Ronda
por mi cabeza, como sedimento borroso de lecturas dispersas, la idea de la elaboración
de la Gran Muralla China, que con sus más de 20.000 kilómetros se tardó en concluir
veintiún siglos. Según ese poso de mi memoria –no conviene contradecirla por el
bien de este artículo–, la construcción se realizó por trozos separados, en lugares
distintos y por personas que no conocían el objetivo final de su trabajo.

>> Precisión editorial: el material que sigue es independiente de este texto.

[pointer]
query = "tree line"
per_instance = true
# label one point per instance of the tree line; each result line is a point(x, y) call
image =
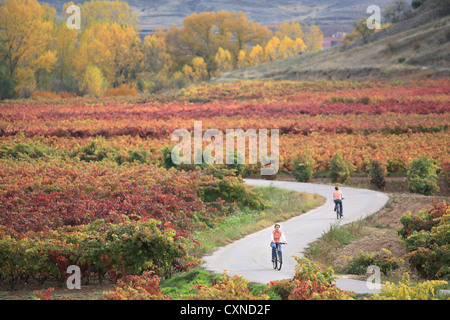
point(38, 51)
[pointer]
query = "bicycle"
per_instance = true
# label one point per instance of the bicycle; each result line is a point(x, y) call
point(278, 260)
point(337, 208)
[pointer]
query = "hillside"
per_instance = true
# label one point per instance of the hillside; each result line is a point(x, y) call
point(418, 47)
point(159, 13)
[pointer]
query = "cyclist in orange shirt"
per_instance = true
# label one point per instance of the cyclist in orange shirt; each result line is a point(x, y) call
point(337, 198)
point(277, 238)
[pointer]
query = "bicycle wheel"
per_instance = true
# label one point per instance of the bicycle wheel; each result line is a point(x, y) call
point(280, 260)
point(275, 263)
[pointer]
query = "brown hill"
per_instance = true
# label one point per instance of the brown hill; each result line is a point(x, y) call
point(415, 48)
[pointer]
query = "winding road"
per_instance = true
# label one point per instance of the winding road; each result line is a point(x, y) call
point(250, 256)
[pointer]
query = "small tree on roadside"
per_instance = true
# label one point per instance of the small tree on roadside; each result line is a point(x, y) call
point(422, 176)
point(377, 175)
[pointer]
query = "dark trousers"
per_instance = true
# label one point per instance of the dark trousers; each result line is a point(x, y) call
point(339, 203)
point(274, 251)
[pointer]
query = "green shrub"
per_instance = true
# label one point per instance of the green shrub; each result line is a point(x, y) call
point(422, 176)
point(383, 259)
point(404, 290)
point(417, 3)
point(377, 175)
point(427, 239)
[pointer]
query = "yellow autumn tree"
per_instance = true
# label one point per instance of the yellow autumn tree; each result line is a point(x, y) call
point(93, 83)
point(65, 48)
point(256, 56)
point(114, 48)
point(300, 44)
point(156, 55)
point(26, 30)
point(272, 49)
point(200, 71)
point(242, 60)
point(223, 61)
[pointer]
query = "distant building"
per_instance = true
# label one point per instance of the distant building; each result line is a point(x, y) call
point(332, 41)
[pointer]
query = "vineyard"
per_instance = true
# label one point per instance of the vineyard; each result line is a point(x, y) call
point(84, 181)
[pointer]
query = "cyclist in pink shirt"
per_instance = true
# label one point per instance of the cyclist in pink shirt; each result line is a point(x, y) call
point(337, 198)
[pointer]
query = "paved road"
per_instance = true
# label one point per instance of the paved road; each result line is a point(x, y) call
point(250, 257)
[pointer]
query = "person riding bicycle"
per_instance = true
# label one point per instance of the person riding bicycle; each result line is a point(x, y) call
point(277, 237)
point(337, 198)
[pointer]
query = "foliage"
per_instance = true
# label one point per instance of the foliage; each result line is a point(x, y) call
point(340, 169)
point(26, 33)
point(144, 287)
point(383, 259)
point(227, 288)
point(417, 3)
point(310, 282)
point(422, 176)
point(377, 175)
point(130, 247)
point(303, 168)
point(427, 238)
point(93, 83)
point(404, 290)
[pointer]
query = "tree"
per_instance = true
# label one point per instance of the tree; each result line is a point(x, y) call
point(256, 56)
point(6, 83)
point(93, 83)
point(242, 60)
point(417, 3)
point(156, 56)
point(272, 49)
point(26, 29)
point(200, 71)
point(223, 61)
point(114, 48)
point(422, 176)
point(197, 33)
point(360, 30)
point(245, 32)
point(65, 48)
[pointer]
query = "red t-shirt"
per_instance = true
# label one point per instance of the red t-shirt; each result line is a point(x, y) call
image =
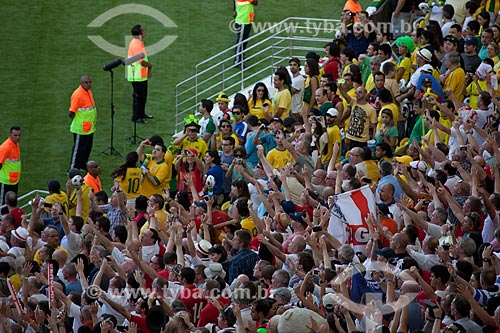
point(17, 213)
point(141, 323)
point(209, 313)
point(193, 299)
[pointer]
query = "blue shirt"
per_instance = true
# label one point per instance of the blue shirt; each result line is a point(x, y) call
point(390, 179)
point(243, 263)
point(241, 130)
point(218, 174)
point(358, 45)
point(436, 87)
point(268, 143)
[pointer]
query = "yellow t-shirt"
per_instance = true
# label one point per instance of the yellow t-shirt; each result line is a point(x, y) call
point(370, 83)
point(406, 64)
point(37, 256)
point(352, 93)
point(200, 145)
point(161, 220)
point(282, 99)
point(131, 184)
point(85, 201)
point(248, 224)
point(395, 114)
point(162, 173)
point(218, 138)
point(62, 198)
point(279, 158)
point(473, 93)
point(361, 118)
point(456, 81)
point(258, 109)
point(333, 136)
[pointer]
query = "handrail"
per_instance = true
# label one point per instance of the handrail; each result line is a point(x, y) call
point(26, 196)
point(266, 50)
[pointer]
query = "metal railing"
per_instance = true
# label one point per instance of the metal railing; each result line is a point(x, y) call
point(24, 200)
point(266, 50)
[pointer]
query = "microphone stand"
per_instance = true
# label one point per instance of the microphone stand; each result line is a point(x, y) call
point(111, 149)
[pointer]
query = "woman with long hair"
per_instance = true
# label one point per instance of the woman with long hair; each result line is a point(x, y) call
point(241, 100)
point(312, 83)
point(259, 100)
point(189, 165)
point(383, 152)
point(225, 129)
point(388, 133)
point(127, 177)
point(484, 20)
point(213, 168)
point(405, 47)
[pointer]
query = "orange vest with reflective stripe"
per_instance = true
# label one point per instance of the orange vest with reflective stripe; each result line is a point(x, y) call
point(10, 158)
point(83, 106)
point(137, 72)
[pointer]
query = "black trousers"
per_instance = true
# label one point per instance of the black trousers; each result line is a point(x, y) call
point(242, 34)
point(140, 96)
point(4, 188)
point(82, 146)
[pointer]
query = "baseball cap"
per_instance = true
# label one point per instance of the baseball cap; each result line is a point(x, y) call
point(222, 97)
point(202, 205)
point(451, 39)
point(404, 159)
point(470, 41)
point(420, 165)
point(425, 54)
point(386, 252)
point(54, 186)
point(332, 112)
point(383, 209)
point(73, 172)
point(427, 68)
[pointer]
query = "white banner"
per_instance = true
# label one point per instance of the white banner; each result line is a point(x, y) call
point(348, 217)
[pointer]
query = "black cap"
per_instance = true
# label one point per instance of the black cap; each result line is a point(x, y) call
point(202, 205)
point(451, 39)
point(54, 186)
point(73, 172)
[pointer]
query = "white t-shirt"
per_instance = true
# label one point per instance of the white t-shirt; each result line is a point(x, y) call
point(297, 83)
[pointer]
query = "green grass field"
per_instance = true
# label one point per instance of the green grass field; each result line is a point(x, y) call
point(48, 50)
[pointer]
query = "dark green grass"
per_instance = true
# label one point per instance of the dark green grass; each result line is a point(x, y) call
point(45, 50)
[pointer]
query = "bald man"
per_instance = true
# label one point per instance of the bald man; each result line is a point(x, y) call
point(83, 115)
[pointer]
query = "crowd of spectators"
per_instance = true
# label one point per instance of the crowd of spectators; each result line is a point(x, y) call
point(226, 229)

Simplemente, hacían lo que se les mandaba. Luego, cuando se encontraban con
trabajadores de otras zonas, desconocedores como ellos del sentido de la obra,
las piezas del puzzle encajaban perfectamente en anchura, altura y materiales, consiguiendo
un resultado final uniforme. ¿Cuál fue la magia que hizo posible tal prodigio
en una época que no tenía nuestros medios actuales? Sospecho que fue la
existencia de la figura de un coordinador responsable, que conocía los planos del
proyecto y tenía autoridad y personal para llevarlo a cabo.
Traigo
esto a colación por el descontrol que estamos viviendo con la aplicación de las
vacunas para levantar una muralla ante el covid. Es como si se administrasen a
salto de mata, al primero que pasaba por allí, o a personas con «influencias», ante
el peligro de la pérdida de las dosis por caducidad, una vez fuera de los
frigoríficos. Y eso que ahora se está vacunando en lugares donde el censo del
personal debería estar perfectamente establecido: geriátricos, trabajadores
sanitarios, cárceles… Da miedo pensar en lo que podrá suceder cuando haya que
vacunar en los Centros de Salud a ese público más inestable que somos «el resto».
Puede
parecer fácil darle autoridad a un coordinador general para que elabore un
listado justo y preciso. Pero, con lo de las discordias autonómicas, no creo
que nadie se atreva a ponerle el cascabel al gato.